A trial by a jury of one's peers is a constitutional protected right. Litigation is a court trial, and trials can be messy. "You go to trial because you can't settle it any other way," says Kessler.
The problem is, you have very little control in a trial. You don't choose the judge, and if either side requests a jury, he or she gets it. You can't decide when you'll resolve your case, either. Your case will be put on a judge's docket, and because there's such a backlog, you may not reach a resolution for several years. "[Trials] take a long time," says Fertel. "They are uncertain -- you're putting your life and case in the hands of a judge or a jury."
While there's no charge for the courtroom or judge, litigation can still be quite expensive because of the amount of time lawyers need to spend preparing for a case. "It's all about the bottom line," says Kessler. "Trials are at least twice as long [as mediation], and sometimes five to ten times as costly."
There's no privacy in a court, as well. Poor conduct, spousal abuse, drug use and finances may be discussed during a divorce, which can affect someone's professional reputation.
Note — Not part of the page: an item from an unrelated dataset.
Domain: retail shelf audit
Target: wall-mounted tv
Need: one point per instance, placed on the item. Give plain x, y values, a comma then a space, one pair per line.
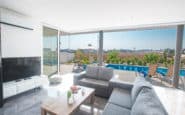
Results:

In a business context, financial records may be exposed in court, as may proprietary interests, bad behavior, employee disputes and trade secrets.
The good news, according to Holmes, is that, "The information disclosed at trial will only be readily available to the public if someone's listening to it or there's a court reporter there." The bad news: "All the filings are discoverable by going to the website."
And there's more bad news: Getting court records sealed is very difficult, Kessler points out. "There are people who sit in the courtroom to watch a trial," he says. "You can't do that at mediation [and arbitration]."
Arbitration is a less formal trial, with witness testimony and evidence that's decided by as many as three arbitrators. You have the same privacy as you do in mediation. "An arbitrator is hired by both sides to adjudicate the situation privately," says Tim Fry, a New York-based attorney. "The arbitrator makes a decision and that decision is final and non-appealable. It's only appealable in certain circumstances."
Arbitration can cost the same as a trial, though. While less time is spent preparing for arbitration, paying for arbitrators can add up. as they charge by the day or hour. Each association for alternative dispute resolution has its own fee schedule for arbitrators, and fees vary depending on the settlement amount.
If you have a panel of arbitrators who are also subject-matter experts, though, arbitration can take less time since you won't have to explain terms or other concepts as you would in court. "It's always better to control your own destiny," says Kessler. "In arbitration, you're at least controlling your own environment -- you choose your judge and when and where your case will be heard. You don't choose the judge in a court trial."